Dans cette perspective, que nous proposez-vous, monsieur le ministre ? Une loi de modernisation agricole.

Ce texte est naturellement bienvenu sur le plan du principe, même si son intitulé surprend : en matière de « modernisation », voilà longtemps que les exploitants font preuve d’une grande capacité d’innovation. Ainsi, au cours des dernières années, malgré un contexte économique défavorable, les rendements se sont améliorés dans quasiment toutes les filières. C’est une simple question sémantique, me direz-vous, mais il me semble important de veiller à donner du monde agricole l’image la plus précise et la meilleure possible.

Aujourd’hui, les agriculteurs ont surtout besoin d’une palette d’outils leur permettant de contrebalancer la libéralisation des marchés agricoles. Je regrette que le projet de loi n’aille pas vraiment dans cette direction. Certes, il contient quelques pistes, en matière de régulation interne, soutenables quant à leurs objectifs.

Oui, monsieur le ministre, il est utile de renforcer la contractualisation afin d’inscrire l’agriculteur dans une relation transparente et équilibrée avec ses acheteurs. Les producteurs de fruits et légumes attendent la suppression des remises, rabais et ristournes, la fin des « prix après-vente » et l’encadrement des annonces de prix hors lieu de vente. À cet égard, un premier pas a été franchi hier soir, avec la signature d’un accord de modération des marges et des prix ; on peut s’en féliciter.

Oui, il est également souhaitable d’encourager l’action des interprofessions pour une organisation plus solide des filières.

Oui, on peut aussi débattre de la façon dont sont organisés les producteurs.

Mais une fois que tous ces points auront été examinés, nous n’aurons pas répondu au problème de la dérégulation progressive de l’agriculture à l’échelle internationale, contexte dans lequel le modèle agricole français, soucieux de performances économiques mais aussi sociales et environnementales, a bien du mal à s’imposer.

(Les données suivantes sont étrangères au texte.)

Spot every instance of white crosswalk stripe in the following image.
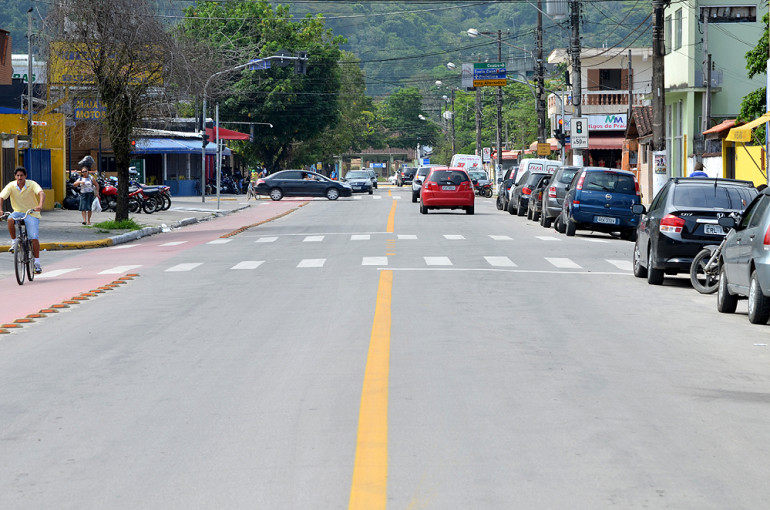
[297,259,326,267]
[361,257,388,266]
[99,265,142,274]
[484,257,516,267]
[230,260,265,269]
[166,262,203,273]
[545,257,582,269]
[605,259,634,271]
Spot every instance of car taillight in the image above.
[576,172,586,189]
[660,214,685,234]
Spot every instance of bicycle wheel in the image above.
[24,239,35,281]
[13,239,27,285]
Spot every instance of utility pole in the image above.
[570,0,590,166]
[535,0,545,143]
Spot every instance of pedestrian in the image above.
[73,165,99,225]
[0,166,45,274]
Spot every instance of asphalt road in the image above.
[0,188,770,510]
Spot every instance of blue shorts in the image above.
[11,212,40,239]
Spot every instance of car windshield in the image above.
[673,183,757,210]
[583,172,636,193]
[430,170,469,185]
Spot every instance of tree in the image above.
[44,0,184,221]
[180,0,344,172]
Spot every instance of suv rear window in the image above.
[583,172,636,193]
[429,170,470,185]
[673,183,756,210]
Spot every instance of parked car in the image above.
[420,167,475,214]
[412,165,441,202]
[540,166,582,228]
[508,170,551,216]
[256,170,353,200]
[717,189,770,324]
[561,167,640,241]
[342,170,374,195]
[396,166,417,188]
[633,177,757,285]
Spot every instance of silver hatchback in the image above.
[717,189,770,324]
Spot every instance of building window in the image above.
[700,5,757,23]
[674,9,682,50]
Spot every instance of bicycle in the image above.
[0,209,35,285]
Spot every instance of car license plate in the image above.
[594,216,618,225]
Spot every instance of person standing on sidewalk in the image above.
[72,165,99,225]
[0,166,45,274]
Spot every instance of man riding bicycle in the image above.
[0,166,45,274]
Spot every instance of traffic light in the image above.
[294,51,307,74]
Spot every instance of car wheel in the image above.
[647,243,665,285]
[717,267,738,313]
[633,243,647,278]
[562,218,577,237]
[749,270,770,324]
[270,188,283,200]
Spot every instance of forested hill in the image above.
[0,0,652,96]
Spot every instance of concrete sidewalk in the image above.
[0,195,270,251]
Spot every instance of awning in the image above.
[131,138,232,156]
[725,113,770,143]
[206,126,250,141]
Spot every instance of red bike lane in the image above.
[0,200,307,329]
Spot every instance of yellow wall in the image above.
[0,113,67,209]
[735,143,767,186]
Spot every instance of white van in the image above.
[449,154,484,172]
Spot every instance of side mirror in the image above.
[717,216,738,228]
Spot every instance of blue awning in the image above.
[131,138,232,156]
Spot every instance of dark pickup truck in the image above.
[396,166,417,187]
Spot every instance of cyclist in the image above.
[0,166,45,274]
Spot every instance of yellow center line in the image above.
[348,268,395,510]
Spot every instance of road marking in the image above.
[604,259,634,271]
[99,266,142,274]
[35,267,80,278]
[484,257,516,267]
[166,262,203,273]
[423,257,452,266]
[545,257,583,269]
[297,259,326,267]
[361,257,388,266]
[230,260,265,269]
[348,271,393,510]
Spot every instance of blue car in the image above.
[562,167,641,241]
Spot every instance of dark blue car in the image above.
[562,167,640,241]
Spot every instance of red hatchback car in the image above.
[420,166,474,214]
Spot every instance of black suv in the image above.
[396,166,417,187]
[633,177,757,285]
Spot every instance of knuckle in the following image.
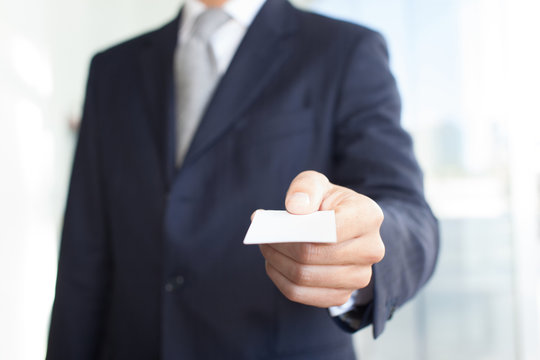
[297,244,319,264]
[283,286,303,302]
[358,266,372,289]
[291,265,313,285]
[332,291,351,306]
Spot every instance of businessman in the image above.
[47,0,438,360]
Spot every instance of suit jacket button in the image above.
[165,275,185,292]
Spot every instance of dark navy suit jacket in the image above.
[48,0,438,360]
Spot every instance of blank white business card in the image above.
[244,210,337,244]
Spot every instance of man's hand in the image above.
[260,171,384,307]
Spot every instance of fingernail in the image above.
[287,193,310,212]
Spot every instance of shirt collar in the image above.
[178,0,266,41]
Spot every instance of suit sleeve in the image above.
[47,54,111,360]
[332,30,439,337]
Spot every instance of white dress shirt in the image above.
[178,0,364,316]
[178,0,265,75]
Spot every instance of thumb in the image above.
[285,171,331,215]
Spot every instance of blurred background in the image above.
[0,0,540,360]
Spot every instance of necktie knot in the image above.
[193,7,229,42]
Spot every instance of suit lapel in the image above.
[140,15,180,189]
[184,0,296,166]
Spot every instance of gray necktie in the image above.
[175,8,229,166]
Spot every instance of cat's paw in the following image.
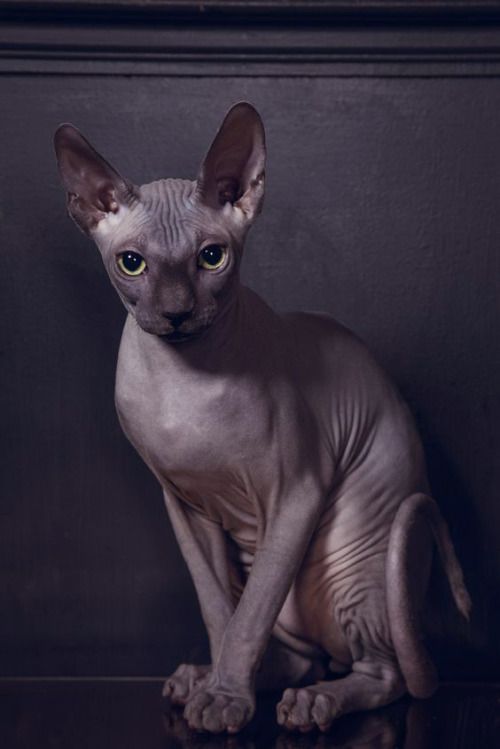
[184,685,255,733]
[163,663,211,705]
[276,687,338,733]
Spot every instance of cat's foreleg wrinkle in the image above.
[163,490,234,704]
[184,486,323,733]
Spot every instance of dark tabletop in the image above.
[0,679,500,749]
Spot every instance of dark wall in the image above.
[0,3,500,679]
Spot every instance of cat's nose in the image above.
[162,310,192,328]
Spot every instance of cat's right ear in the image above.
[54,123,135,234]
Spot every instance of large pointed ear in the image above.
[198,101,266,220]
[54,123,135,234]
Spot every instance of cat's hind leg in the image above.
[277,494,470,731]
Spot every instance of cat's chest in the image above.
[115,344,270,481]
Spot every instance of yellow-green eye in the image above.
[198,244,227,270]
[118,252,146,276]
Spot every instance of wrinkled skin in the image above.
[56,103,469,733]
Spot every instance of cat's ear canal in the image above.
[54,123,136,234]
[198,102,266,220]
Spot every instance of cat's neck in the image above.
[126,285,283,374]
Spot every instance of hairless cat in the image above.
[55,102,470,733]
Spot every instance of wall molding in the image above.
[0,0,500,77]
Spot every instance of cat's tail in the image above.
[386,494,471,698]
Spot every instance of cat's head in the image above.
[55,102,265,343]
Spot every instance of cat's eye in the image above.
[117,252,146,276]
[198,244,227,270]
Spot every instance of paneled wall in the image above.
[0,0,500,679]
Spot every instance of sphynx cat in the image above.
[55,102,470,733]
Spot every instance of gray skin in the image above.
[55,102,470,733]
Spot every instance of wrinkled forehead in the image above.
[94,179,242,260]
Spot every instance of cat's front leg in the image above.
[184,481,323,733]
[163,490,234,705]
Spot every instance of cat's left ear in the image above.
[54,123,135,234]
[198,101,266,221]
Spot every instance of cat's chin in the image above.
[159,330,202,344]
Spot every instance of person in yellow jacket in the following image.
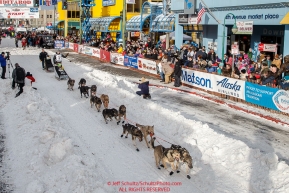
[117,44,123,54]
[272,54,281,69]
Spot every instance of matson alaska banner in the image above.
[0,8,39,19]
[0,0,33,7]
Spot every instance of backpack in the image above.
[16,67,25,81]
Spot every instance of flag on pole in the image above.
[45,0,51,6]
[197,3,206,24]
[52,0,57,5]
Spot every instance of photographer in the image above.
[0,52,9,79]
[12,63,26,98]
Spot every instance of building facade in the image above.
[171,0,289,56]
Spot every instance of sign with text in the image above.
[0,0,33,7]
[0,8,39,19]
[84,46,92,56]
[54,40,65,49]
[258,43,277,52]
[110,52,124,65]
[123,55,138,69]
[92,48,100,58]
[235,21,253,35]
[181,69,213,90]
[102,0,115,6]
[137,58,157,74]
[211,75,245,100]
[100,49,110,62]
[68,42,74,50]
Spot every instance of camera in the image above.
[6,52,10,60]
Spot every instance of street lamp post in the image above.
[221,13,238,72]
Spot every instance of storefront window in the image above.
[67,11,71,18]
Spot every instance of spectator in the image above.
[272,54,281,69]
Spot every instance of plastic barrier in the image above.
[137,58,158,74]
[110,52,124,65]
[63,42,289,114]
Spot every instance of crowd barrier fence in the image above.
[65,42,289,116]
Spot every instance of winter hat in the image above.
[140,77,147,83]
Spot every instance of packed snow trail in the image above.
[1,38,289,193]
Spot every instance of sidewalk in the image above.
[55,49,289,127]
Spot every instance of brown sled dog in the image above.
[151,137,181,175]
[100,94,109,109]
[136,123,155,148]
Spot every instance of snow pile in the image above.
[0,44,289,193]
[0,81,103,193]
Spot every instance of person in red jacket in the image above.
[26,72,35,86]
[21,37,27,50]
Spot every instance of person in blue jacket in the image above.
[136,77,150,98]
[0,52,6,79]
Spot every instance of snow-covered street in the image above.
[0,39,289,193]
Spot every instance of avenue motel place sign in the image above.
[0,0,33,7]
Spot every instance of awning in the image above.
[150,14,175,32]
[67,21,80,29]
[89,16,120,32]
[280,12,289,24]
[126,14,150,31]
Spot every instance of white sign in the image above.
[235,21,253,35]
[208,42,217,52]
[69,42,74,50]
[231,44,239,55]
[126,0,135,4]
[110,52,124,65]
[0,8,39,19]
[0,0,33,7]
[137,58,157,74]
[181,69,213,91]
[92,48,100,58]
[188,14,198,24]
[211,75,245,100]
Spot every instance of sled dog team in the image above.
[67,78,193,179]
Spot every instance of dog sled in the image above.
[54,65,69,80]
[45,58,54,72]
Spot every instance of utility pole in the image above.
[121,0,126,49]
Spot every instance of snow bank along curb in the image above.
[66,42,289,115]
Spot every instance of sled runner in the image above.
[54,64,68,80]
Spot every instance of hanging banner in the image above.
[102,0,115,6]
[211,75,245,100]
[54,40,65,49]
[0,0,33,7]
[110,52,124,65]
[137,58,157,74]
[92,48,100,58]
[73,44,78,53]
[126,0,135,4]
[68,42,74,50]
[245,82,289,113]
[83,46,92,56]
[181,69,213,90]
[0,7,39,19]
[235,21,253,35]
[123,55,138,69]
[100,49,110,62]
[258,43,277,52]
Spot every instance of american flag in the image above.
[45,0,51,6]
[197,3,206,24]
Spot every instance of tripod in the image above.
[6,57,14,78]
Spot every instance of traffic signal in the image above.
[62,0,68,10]
[33,0,39,7]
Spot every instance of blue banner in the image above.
[245,82,279,111]
[123,55,138,69]
[54,40,65,49]
[102,0,115,6]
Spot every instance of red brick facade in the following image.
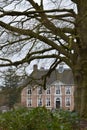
[21,81,74,111]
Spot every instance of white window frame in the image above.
[46,87,51,95]
[55,85,61,95]
[27,98,32,107]
[37,87,43,95]
[54,96,62,108]
[65,86,71,95]
[37,97,43,107]
[46,97,51,107]
[27,87,32,95]
[65,97,71,107]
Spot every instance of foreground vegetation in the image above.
[0,107,79,130]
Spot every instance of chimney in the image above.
[33,64,38,71]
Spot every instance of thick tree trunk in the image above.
[73,0,87,118]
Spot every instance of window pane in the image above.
[46,98,50,106]
[56,87,60,94]
[38,98,42,106]
[66,87,71,94]
[28,88,32,94]
[47,88,50,94]
[38,87,42,94]
[66,98,70,106]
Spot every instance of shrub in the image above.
[0,107,78,130]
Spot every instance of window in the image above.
[46,98,50,106]
[38,98,42,107]
[47,88,50,94]
[28,88,32,94]
[56,86,60,94]
[66,86,71,94]
[66,97,70,107]
[27,98,32,107]
[38,87,42,94]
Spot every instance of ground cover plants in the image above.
[0,107,79,130]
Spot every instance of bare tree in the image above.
[0,0,87,117]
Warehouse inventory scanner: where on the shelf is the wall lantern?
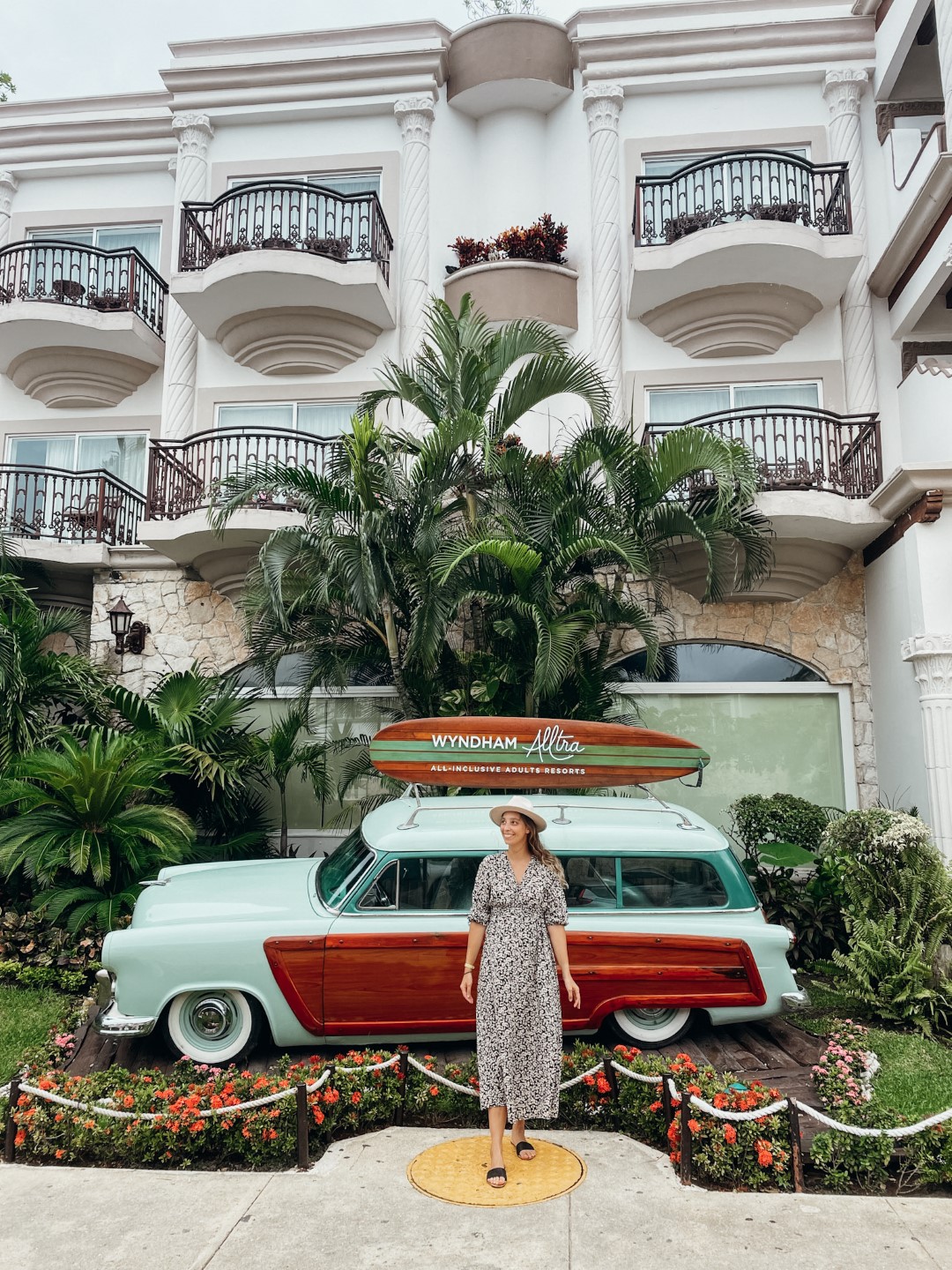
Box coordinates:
[107,595,148,656]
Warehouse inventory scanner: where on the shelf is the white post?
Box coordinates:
[0,169,17,249]
[903,635,952,860]
[822,70,876,414]
[582,84,624,422]
[393,96,434,360]
[935,0,952,138]
[162,115,214,437]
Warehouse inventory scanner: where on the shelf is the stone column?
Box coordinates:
[0,169,17,249]
[822,70,876,414]
[162,115,214,437]
[582,84,624,422]
[393,96,434,360]
[935,0,952,138]
[903,635,952,858]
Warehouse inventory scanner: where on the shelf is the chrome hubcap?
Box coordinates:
[191,997,234,1040]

Monsieur le ministre, l’Appel de Paris, que vous avez lancé le 10 décembre 2009, a-t-il été bien entendu par nos partenaires européens ? Que nous réserve la PAC après 2013 ? La France recherche un nouveau mode de régulation, tenant compte des efforts des uns et des carences des autres. Nos agriculteurs ne redouteraient pas la concurrence si celle-ci était loyale, nous le savons tous. Mais comment accepter que, dans un marché de plus en plus ouvert, les contraintes qui pèsent sur les agriculteurs soient différentes d’un pays à l’autre, d’un continent à l’autre ? L’OMC, l’Organisation mondiale du commerce, sous prétexte d’assurer l’accès aux marchés, ne fait qu’organiser une grande braderie agricole. Dans ces conditions, les agriculteurs français souffrent d’un véritable désavantage compétitif. Le projet de loi que nous examinons aujourd’hui ne me paraît pas, hélas, de nature à inverser le cours des choses.

Pour apporter une réponse plus immédiate à la crise, il aurait été par exemple utile de prolonger l’effort consenti dans la loi de finances rectificative pour 2009 en faveur de l’allègement des charges, qui est un facteur clé de la compétitivité de l’agriculture. Cependant, monsieur le ministre, j’ai cru comprendre, au travers des propos que vous avez tenus hier, que telle n’était pas la direction dans laquelle nous nous engagions.

Mes chers collègues, la situation de l’agriculture est alarmante. Des milliers d’emplois vont encore disparaître si les bonnes réponses ne sont pas apportées dès aujourd’hui. Or, malgré quelques avancées, le présent projet de loi est globalement décevant, et les solutions franco-françaises qu’il comporte seront vite dépassées si notre modèle n’est pas mieux défendu au sein des instances internationales.

En tout cas, monsieur le ministre, les radicaux de gauche considèrent que ce texte ne permettra pas de répondre à la gravité de la crise que subissent les agriculteurs français.